Mit solchen Ideen ist Dullien nicht allein. Auch Scholz’ eigener Grundsatzabteilungsleiter im Bundesfinanzministerium, Jakob von Weizsäcker (SPD), tüftelt seit Jahren an Konzepten, wie sich die Schuldenbremse umgehen lässt. Scholz hat sich zwar nie zu dessen Planspielen geäußert, seinen Strategen aber gewähren lassen.
Eine Idee von Weizsäckers: die Gründung staatlicher Investitionsgesellschaften, die abseits der Schuldenbremse Schulden aufnehmen dürfen und über die der Staat dann höhere Investitionen stemmt. Der Vorschlag hat im Laufe der Zeit viele Anhänger gefunden, etwa IW-Chef Michael Hüther oder DIW-Präsident Marcel Fratzscher. Sie fordern sogar einen staatlichen Fonds von 500 Milliarden Euro.

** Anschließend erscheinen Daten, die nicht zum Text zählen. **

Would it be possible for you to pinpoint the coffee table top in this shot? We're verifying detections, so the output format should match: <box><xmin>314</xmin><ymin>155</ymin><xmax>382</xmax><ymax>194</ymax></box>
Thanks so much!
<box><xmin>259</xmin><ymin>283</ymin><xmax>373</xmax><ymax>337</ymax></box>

Für viele Ökonomen sind Investitionsgesellschaften der einzige Weg für den Staat, sich aus den Zwängen der Schuldenbremse zu befreien. „Öffentliche Investitionsgesellschaften werden jetzt nach der Wahl kommen. Ohne sie wird es nicht gehen“, sagt der Düsseldorfer Ökonom Jens Südekum. „Es ist unmöglich, die notwendigen staatlichen Investitionen im Rahmen der Schuldenbremse zu finanzieren.“
Eine große Investitionsgesellschaft von 500 Milliarden Euro kann sich Südekum zwar schwer vorstellen. „Aber mit verschiedenen kleineren Gesellschaften sowie dem Ausschöpfen vorhandener Möglichkeiten wie einer Stärkung der KfW oder öffentlicher Unternehmen lässt sich einiges bewegen“, sagt der Ökonom.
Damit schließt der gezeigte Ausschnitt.